From Words to Numbers
Neural networks operate on numbers, not text. Before any word reaches a model, it must be converted into a numeric vector. The encoding strategy determines whether the model can understand meaning or is stuck with arbitrary IDs.
Vocabulary: ["the", "cat", "sat", "on", "a", "mat", "dog", "bird"] — size 8
Problem: cat and dog are equally distant — the encoding has no concept of similarity. With a real vocabulary of 50,000+ words, each vector would have 50,000 dimensions with a single 1.

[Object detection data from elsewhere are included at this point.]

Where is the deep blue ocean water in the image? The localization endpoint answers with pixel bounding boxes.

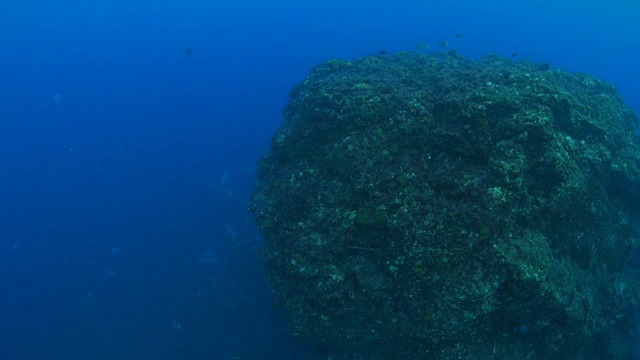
[0,0,640,360]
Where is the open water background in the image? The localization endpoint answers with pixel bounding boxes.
[0,0,640,360]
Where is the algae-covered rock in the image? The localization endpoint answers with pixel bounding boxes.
[251,53,640,360]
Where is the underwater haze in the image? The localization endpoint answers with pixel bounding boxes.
[0,0,640,360]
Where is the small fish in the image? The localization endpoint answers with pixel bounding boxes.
[416,42,429,51]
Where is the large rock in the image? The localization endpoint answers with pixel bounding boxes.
[251,53,640,360]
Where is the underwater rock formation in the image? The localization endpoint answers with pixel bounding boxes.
[251,53,640,360]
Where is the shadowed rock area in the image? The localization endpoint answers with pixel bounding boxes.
[251,53,640,360]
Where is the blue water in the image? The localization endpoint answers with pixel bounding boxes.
[0,0,640,359]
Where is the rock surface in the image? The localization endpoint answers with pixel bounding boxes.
[251,53,640,360]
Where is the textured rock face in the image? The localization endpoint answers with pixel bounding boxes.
[251,53,640,359]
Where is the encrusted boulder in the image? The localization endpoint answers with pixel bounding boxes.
[251,53,640,360]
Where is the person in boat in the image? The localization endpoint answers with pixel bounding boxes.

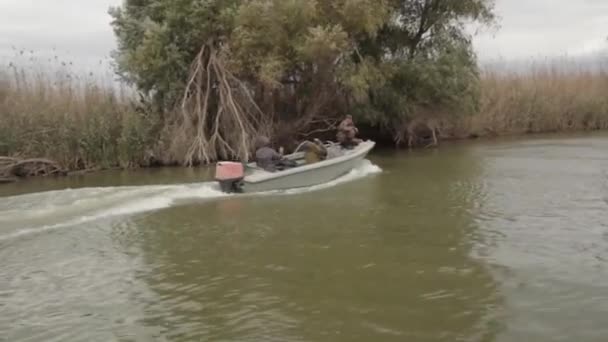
[255,136,294,172]
[336,115,361,148]
[304,139,327,164]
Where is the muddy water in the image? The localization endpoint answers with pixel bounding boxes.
[0,136,608,342]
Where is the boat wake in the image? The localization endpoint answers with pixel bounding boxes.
[0,160,382,241]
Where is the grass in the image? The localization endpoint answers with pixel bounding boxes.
[468,65,608,136]
[0,61,156,170]
[0,57,608,174]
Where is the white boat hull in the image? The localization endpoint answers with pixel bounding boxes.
[240,141,375,193]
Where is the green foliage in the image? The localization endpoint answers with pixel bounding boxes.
[111,0,494,140]
[110,0,238,109]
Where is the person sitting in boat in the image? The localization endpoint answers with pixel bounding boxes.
[255,136,294,172]
[304,139,327,164]
[336,115,361,149]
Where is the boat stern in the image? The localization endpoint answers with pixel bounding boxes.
[215,162,245,193]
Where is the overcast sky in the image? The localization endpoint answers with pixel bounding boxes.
[0,0,608,67]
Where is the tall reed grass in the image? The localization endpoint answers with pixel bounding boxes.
[0,57,608,170]
[468,64,608,136]
[0,63,157,170]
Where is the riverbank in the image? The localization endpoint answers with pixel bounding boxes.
[0,61,608,179]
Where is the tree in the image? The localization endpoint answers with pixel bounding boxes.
[111,0,494,161]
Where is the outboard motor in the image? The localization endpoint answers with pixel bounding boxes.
[215,162,245,193]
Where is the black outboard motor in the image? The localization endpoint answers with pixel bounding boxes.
[215,162,245,193]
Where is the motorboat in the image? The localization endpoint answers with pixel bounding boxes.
[215,140,376,193]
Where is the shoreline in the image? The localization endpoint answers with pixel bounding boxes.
[0,129,608,187]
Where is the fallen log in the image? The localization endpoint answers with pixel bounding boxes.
[0,157,67,179]
[0,177,19,184]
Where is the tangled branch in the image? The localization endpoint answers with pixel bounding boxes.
[173,44,272,166]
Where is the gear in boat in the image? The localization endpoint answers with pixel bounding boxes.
[215,115,375,192]
[215,141,375,193]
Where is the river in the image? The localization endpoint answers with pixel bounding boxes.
[0,135,608,342]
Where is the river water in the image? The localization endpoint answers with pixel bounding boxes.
[0,136,608,342]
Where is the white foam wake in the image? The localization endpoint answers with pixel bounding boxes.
[0,160,382,241]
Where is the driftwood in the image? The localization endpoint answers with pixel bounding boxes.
[0,157,67,182]
[173,42,272,165]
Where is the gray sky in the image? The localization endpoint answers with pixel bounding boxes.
[0,0,608,68]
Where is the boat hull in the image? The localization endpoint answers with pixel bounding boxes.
[241,141,375,193]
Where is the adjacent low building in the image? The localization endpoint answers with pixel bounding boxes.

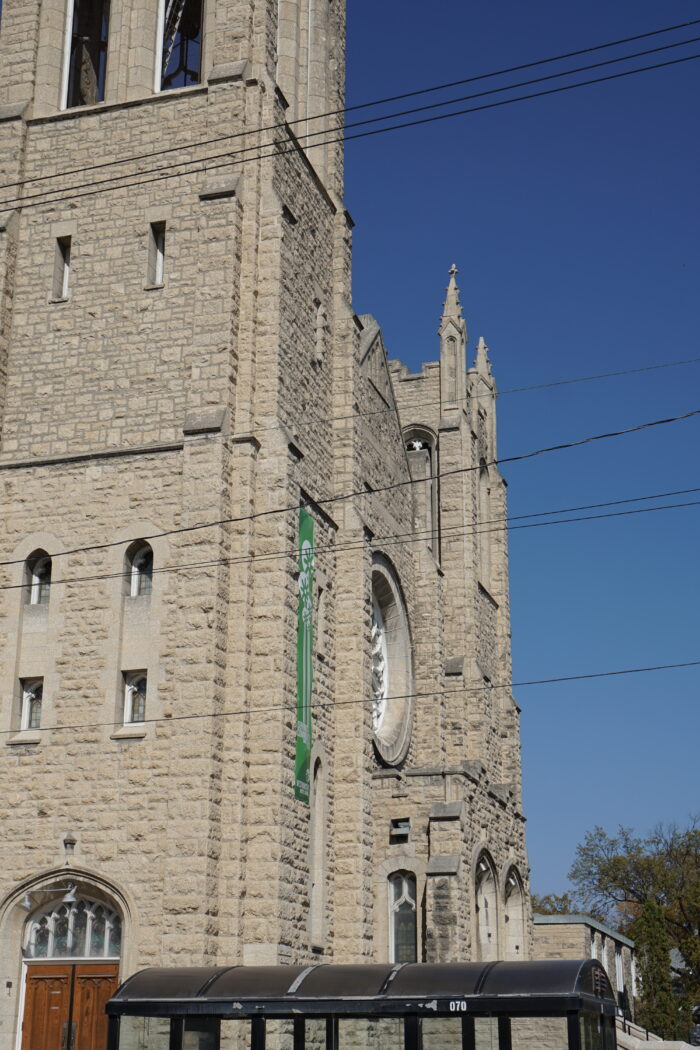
[532,914,637,1020]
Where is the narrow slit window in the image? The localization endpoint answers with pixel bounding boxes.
[388,872,418,963]
[51,237,70,299]
[63,0,109,108]
[156,0,204,91]
[124,671,148,726]
[148,223,165,287]
[20,678,44,730]
[125,540,153,597]
[25,550,51,605]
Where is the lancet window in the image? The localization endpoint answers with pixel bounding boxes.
[388,872,418,963]
[25,898,122,959]
[404,426,440,557]
[62,0,109,108]
[125,540,153,597]
[25,550,51,605]
[156,0,204,91]
[504,869,527,959]
[475,854,499,962]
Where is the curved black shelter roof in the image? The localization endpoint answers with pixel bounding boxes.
[107,960,615,1017]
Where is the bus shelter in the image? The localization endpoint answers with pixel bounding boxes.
[106,960,616,1050]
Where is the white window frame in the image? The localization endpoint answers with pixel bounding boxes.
[123,671,148,726]
[25,897,123,962]
[59,0,76,109]
[147,223,166,288]
[153,0,166,95]
[20,678,44,733]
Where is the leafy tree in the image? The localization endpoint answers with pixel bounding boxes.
[634,901,680,1038]
[569,819,700,1038]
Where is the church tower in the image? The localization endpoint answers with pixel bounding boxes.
[0,0,527,1050]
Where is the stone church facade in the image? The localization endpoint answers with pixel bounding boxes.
[0,0,530,1050]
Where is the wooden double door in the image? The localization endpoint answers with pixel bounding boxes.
[22,962,119,1050]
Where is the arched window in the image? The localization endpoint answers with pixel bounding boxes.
[388,872,418,963]
[475,854,499,962]
[24,886,122,959]
[124,671,148,726]
[314,299,328,366]
[155,0,204,91]
[125,540,153,597]
[504,868,527,959]
[404,426,440,557]
[370,554,413,765]
[476,459,496,589]
[20,678,44,730]
[24,550,51,605]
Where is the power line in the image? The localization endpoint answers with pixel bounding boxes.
[0,19,700,198]
[0,659,700,736]
[0,408,700,566]
[250,357,700,435]
[5,37,700,207]
[0,487,700,591]
[6,54,700,208]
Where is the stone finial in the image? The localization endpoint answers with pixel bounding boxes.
[442,264,462,324]
[476,335,492,376]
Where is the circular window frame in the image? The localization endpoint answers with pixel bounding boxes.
[370,554,413,765]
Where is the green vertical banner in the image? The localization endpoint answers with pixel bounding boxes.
[294,507,314,802]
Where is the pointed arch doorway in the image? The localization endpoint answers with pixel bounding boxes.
[19,889,122,1050]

Analogy — GPS Coordinates for Words: One-hot encoding is like giving every city a unique ID with no geographic information — New York is #4827, Tokyo is #12041. You can't tell they're far apart. Dense embeddings are like GPS coordinates — New York (40.7, -74.0) and Philadelphia (39.9, -75.2) are nearby because they're geographically close. Similarly, “cat” and “kitten” are nearby in embedding space because they're semantically close.

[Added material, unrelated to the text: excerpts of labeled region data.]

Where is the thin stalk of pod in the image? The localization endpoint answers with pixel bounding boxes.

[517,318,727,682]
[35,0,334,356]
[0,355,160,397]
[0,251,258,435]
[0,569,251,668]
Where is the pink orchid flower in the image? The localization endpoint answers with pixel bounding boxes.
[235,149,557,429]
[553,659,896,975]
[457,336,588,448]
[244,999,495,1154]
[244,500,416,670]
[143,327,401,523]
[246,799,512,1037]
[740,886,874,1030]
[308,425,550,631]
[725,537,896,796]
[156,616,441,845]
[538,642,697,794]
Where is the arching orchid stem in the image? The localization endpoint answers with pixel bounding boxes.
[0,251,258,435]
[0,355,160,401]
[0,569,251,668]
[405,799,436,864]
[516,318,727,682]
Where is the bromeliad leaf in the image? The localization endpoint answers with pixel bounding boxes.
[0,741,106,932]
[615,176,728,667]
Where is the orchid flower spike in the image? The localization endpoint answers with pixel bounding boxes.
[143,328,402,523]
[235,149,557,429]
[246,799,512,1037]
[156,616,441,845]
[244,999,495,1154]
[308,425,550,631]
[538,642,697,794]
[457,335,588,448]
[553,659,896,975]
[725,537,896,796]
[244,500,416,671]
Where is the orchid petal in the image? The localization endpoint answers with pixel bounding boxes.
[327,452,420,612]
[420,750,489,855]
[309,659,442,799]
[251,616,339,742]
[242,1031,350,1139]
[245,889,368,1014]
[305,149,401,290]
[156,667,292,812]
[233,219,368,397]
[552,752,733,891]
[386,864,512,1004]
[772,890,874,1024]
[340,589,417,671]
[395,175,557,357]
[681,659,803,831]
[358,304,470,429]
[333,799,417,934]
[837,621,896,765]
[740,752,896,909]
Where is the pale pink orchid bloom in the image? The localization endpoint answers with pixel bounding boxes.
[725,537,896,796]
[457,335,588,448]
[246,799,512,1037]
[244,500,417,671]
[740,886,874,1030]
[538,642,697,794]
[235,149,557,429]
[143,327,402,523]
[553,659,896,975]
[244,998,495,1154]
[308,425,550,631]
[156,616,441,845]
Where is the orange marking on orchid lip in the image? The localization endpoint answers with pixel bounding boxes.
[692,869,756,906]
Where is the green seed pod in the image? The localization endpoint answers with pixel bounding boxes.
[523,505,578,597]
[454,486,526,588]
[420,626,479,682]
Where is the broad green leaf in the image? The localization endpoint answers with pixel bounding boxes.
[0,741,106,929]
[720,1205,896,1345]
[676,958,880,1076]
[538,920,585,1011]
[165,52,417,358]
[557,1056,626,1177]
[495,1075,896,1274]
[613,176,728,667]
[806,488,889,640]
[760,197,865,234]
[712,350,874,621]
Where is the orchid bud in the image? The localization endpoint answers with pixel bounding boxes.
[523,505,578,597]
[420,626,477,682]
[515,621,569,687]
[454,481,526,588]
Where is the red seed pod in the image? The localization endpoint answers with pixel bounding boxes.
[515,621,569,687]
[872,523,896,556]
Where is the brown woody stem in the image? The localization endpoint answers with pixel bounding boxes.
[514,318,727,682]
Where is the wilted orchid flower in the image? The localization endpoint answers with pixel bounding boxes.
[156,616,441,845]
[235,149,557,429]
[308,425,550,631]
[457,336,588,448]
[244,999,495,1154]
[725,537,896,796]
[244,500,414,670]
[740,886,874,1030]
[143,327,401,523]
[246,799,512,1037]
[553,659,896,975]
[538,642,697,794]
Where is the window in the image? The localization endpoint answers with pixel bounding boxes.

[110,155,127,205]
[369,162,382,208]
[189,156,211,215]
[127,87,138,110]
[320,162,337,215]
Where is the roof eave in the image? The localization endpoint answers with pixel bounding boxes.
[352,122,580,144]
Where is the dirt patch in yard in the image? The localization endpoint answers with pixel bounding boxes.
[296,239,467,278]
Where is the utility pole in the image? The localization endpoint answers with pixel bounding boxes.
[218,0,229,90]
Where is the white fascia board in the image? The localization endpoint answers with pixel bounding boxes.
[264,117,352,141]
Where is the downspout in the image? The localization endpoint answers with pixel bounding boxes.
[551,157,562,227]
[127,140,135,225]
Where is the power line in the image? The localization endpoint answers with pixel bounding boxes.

One-hot encoding creates vectors as large as the vocabulary (50,000+ dimensions), where every word is equally distant from every other. Dense embeddings compress meaning into 256–4096 dimensions where similar words cluster together — "cat" and "dog" have similar vectors because they share context.
Word2Vec
Word2Vec (2013) proved that word relationships could be captured as vector arithmetic. The famous "king − man + woman = queen" showed that directions in embedding space encode semantic relationships.
Royalty × Gender
The vector difference king − man captures 'royalty without gender.' Adding woman produces a vector closest to queen.
Word2Vec learns by a simple task: predict nearby words. Through millions of such predictions, the model discovers that words appearing in similar contexts should have similar vectors — and that relationships between words emerge as consistent directions in the space.
Embedding Dimensions
No single dimension encodes a single concept. Meaning is distributed across all dimensions — a word's "animal-ness," "size," or "abstractness" emerges from the combination of hundreds of learned values.

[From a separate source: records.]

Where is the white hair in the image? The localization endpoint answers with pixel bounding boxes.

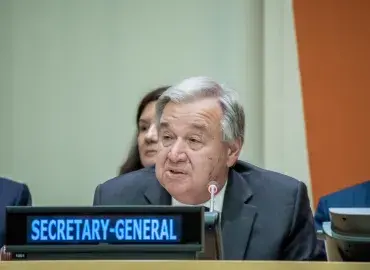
[156,77,245,142]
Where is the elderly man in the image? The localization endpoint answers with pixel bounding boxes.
[94,77,316,260]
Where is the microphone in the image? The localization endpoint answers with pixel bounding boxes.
[208,181,218,212]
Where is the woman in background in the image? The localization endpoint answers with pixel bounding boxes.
[119,86,169,175]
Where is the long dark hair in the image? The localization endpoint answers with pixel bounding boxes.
[119,86,170,175]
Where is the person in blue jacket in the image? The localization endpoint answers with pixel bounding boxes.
[315,181,370,230]
[0,177,32,247]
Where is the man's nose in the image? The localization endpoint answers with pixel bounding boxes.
[168,139,186,163]
[145,124,158,143]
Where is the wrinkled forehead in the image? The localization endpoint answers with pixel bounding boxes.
[159,98,222,132]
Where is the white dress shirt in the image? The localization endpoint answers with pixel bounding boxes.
[172,181,227,213]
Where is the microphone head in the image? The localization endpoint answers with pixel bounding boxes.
[208,181,218,194]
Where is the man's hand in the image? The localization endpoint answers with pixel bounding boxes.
[0,246,12,261]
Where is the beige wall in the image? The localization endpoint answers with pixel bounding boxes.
[0,0,309,205]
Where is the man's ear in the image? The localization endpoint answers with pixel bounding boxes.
[227,138,243,167]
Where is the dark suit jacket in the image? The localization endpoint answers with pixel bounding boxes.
[315,181,370,230]
[0,178,32,247]
[94,161,316,260]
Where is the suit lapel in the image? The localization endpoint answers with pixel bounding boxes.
[222,169,257,260]
[144,168,171,205]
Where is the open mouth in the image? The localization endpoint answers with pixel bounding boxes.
[170,170,184,175]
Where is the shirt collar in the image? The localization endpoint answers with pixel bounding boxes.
[172,181,227,213]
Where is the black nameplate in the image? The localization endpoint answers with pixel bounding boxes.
[6,206,204,246]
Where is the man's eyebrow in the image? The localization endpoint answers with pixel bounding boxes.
[159,121,170,128]
[139,118,150,124]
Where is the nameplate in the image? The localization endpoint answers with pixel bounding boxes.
[6,207,204,246]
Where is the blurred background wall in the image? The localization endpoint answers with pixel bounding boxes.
[0,0,311,205]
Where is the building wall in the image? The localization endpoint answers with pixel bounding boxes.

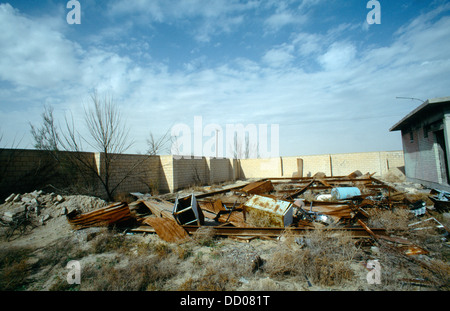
[402,120,450,191]
[0,149,403,201]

With 64 dimensions, each value carries a large share of the word's meaning — the representation is coarse. At 4096 dimensions, meaning is finely distributed across thousands of values, enabling the model to capture subtle distinctions. GPT-4 uses 12,288 dimensions per token.
Similarity & Distance
How do we measure whether two words are "close" in embedding space? Cosine similarity measures the angle between vectors, Euclidean distance measures the straight-line gap, and dot product combines both magnitude and direction.
Select two words to compare
1 = identical direction, 0 = orthogonal, −1 = opposite
0 = same point, larger = farther apart
Combines magnitude and alignment
Analogy — Neighborhood Map: Embedding space is like a city map where similar businesses cluster into neighborhoods. All the restaurants end up on one street, tech companies cluster downtown, and parks line the river. You don't design it that way — it emerges from how businesses relate to each other. In embedding space, “pizza,” “pasta,” and “sushi” cluster in the food neighborhood, while “Python,” “Java,” and “Rust” cluster in the programming one.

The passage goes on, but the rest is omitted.